Pflegefamilien und Heimerziehung - ein Vergleich


Hausarbeit, 2009

22 Seiten, Note: 2,0


Leseprobe

Inhalt

0. Einleitung

1. Heimerziehung
1.1. Heimformen
1.2. Soziale Integration von Heimkindern
1.3. Sozialisationsbedingungen im Heim

2. Pflegefamilien
2.1. Aufgabe und Funktion der (Pflege-) Familienerziehung
2.2. Pflegeformen
2.2.1. Vollzeit-/ Dauerpflege
2.2.2. Kurzzeitpflege
2.2.3. Milieunahe Pflege
2.2.4. Teilzeitpflege
2.3. Integration des Pflegekindes in die Pflegefamilie
2.4. Sozialisationsbedingungen von Pflegekindern
2.5. Beendigung des Pflegeverhältnisses

3. Vergleich der Integrations- und Sozialisationsbedingungen von Heim- und Pflegekindern

4. Resümee

Literaturverzeichnis

0. Einleitung

Ich werde mich in meiner Hausarbeit mit Kindern in Heimen und Kindern in Pflegefamilien beschäftigen und ihre Erziehung miteinander vergleichen. Auch werde ich versuchen, auf die Frage, welches der beiden Möglichkeiten die bessere ist, zu antworten.

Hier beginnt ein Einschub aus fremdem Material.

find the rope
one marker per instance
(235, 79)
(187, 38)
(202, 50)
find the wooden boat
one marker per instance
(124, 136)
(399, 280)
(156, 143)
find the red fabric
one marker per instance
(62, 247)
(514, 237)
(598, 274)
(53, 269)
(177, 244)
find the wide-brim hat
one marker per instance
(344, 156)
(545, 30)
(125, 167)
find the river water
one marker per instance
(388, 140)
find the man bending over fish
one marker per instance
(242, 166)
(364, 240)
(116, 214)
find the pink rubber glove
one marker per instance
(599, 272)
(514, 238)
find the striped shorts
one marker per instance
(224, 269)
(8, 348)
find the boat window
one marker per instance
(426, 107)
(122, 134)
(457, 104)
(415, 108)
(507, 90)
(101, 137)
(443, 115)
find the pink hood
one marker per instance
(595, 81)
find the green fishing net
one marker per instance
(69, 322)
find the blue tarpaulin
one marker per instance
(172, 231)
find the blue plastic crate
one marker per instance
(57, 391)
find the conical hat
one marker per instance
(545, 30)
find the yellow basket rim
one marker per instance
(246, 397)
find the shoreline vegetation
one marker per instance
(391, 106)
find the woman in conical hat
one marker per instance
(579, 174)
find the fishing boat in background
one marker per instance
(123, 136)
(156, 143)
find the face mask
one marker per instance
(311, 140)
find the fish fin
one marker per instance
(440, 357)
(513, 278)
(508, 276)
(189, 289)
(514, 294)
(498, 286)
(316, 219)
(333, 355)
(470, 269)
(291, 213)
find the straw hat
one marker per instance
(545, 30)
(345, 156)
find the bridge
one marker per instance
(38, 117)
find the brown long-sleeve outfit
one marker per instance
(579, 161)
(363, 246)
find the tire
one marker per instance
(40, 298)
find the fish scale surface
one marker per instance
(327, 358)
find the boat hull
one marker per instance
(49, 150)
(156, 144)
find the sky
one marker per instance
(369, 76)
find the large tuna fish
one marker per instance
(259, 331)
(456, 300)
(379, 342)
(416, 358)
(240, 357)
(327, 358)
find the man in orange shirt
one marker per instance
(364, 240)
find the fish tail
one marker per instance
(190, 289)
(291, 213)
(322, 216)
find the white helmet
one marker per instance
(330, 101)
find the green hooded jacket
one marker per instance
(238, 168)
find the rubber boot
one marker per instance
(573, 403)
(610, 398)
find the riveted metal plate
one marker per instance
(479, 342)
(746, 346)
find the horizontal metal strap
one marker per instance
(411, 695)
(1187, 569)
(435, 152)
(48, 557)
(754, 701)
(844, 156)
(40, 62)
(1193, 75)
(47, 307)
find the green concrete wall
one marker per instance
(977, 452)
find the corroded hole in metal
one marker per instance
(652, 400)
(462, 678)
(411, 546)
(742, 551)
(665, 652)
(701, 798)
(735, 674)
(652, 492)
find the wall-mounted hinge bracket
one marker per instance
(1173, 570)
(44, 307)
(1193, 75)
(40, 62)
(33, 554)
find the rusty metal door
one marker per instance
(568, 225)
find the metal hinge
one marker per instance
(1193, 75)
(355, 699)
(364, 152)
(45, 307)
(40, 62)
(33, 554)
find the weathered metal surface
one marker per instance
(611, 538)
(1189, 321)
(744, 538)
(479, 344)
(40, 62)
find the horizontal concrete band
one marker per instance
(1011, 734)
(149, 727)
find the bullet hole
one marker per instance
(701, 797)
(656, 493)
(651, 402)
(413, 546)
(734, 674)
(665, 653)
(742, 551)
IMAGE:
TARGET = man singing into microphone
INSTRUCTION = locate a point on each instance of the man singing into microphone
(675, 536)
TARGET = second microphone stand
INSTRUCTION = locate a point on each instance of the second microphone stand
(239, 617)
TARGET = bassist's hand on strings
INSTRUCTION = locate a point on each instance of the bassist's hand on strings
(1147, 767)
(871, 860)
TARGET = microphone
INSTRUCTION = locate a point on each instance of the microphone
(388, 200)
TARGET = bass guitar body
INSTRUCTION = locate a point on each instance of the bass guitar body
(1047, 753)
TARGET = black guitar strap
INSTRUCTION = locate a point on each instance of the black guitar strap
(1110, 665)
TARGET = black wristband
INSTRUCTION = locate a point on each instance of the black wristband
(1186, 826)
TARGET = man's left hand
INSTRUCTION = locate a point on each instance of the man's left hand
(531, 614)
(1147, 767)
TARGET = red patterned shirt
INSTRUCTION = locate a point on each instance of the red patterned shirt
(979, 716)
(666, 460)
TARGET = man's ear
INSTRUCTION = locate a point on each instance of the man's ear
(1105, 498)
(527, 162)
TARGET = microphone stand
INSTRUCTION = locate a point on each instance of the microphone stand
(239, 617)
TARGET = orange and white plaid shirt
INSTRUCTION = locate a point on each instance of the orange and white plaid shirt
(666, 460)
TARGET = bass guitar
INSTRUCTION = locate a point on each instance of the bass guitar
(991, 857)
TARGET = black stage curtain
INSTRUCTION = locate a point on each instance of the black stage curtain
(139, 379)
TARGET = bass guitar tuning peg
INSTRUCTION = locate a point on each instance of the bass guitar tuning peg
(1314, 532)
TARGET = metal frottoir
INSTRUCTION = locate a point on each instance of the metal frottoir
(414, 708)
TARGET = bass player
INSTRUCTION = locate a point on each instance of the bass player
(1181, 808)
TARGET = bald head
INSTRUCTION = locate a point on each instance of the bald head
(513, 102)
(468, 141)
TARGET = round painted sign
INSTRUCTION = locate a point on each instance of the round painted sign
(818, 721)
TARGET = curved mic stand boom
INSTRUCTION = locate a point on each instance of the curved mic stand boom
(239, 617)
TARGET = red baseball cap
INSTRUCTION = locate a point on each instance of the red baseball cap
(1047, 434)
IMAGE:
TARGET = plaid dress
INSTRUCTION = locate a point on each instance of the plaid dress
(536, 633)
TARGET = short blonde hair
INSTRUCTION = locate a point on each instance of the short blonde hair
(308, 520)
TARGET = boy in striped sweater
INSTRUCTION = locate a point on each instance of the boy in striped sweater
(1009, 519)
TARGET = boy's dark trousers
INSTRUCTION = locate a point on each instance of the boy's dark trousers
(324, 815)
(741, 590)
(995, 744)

Ich denke, das allgemeine Ziel der Erziehung im Heim und der Erziehung in einer Pflegefamilie ist die Erziehung selbst. Deshalb muss zuerst geklärt werden, was Erziehung eigentlich bedeutet. Erziehung kann wie folgt definiert werden: „Erziehung ist ein soziales Handeln, welches bestimmte Lernprozesse bewusst und absichtlich herbeiführen und unterstützen will, um relativ dauerhafte Veränderungen des Verhaltens und Erlebens, die bestimmten Erziehungszielen entsprechen, zu erreichen.“ [...] „Erziehungsziele sind bewusst gesetzte Wert- und Normvorstellungen über das Ergebnis der Erziehung, die Auskunft darüber geben, wie sich der Erziehende gegenwärtig und zukünftig verhalten soll und die Eltern und anderer Erzieher in der Erziehung handeln sollen.“ (Hobmair, S.83, 195).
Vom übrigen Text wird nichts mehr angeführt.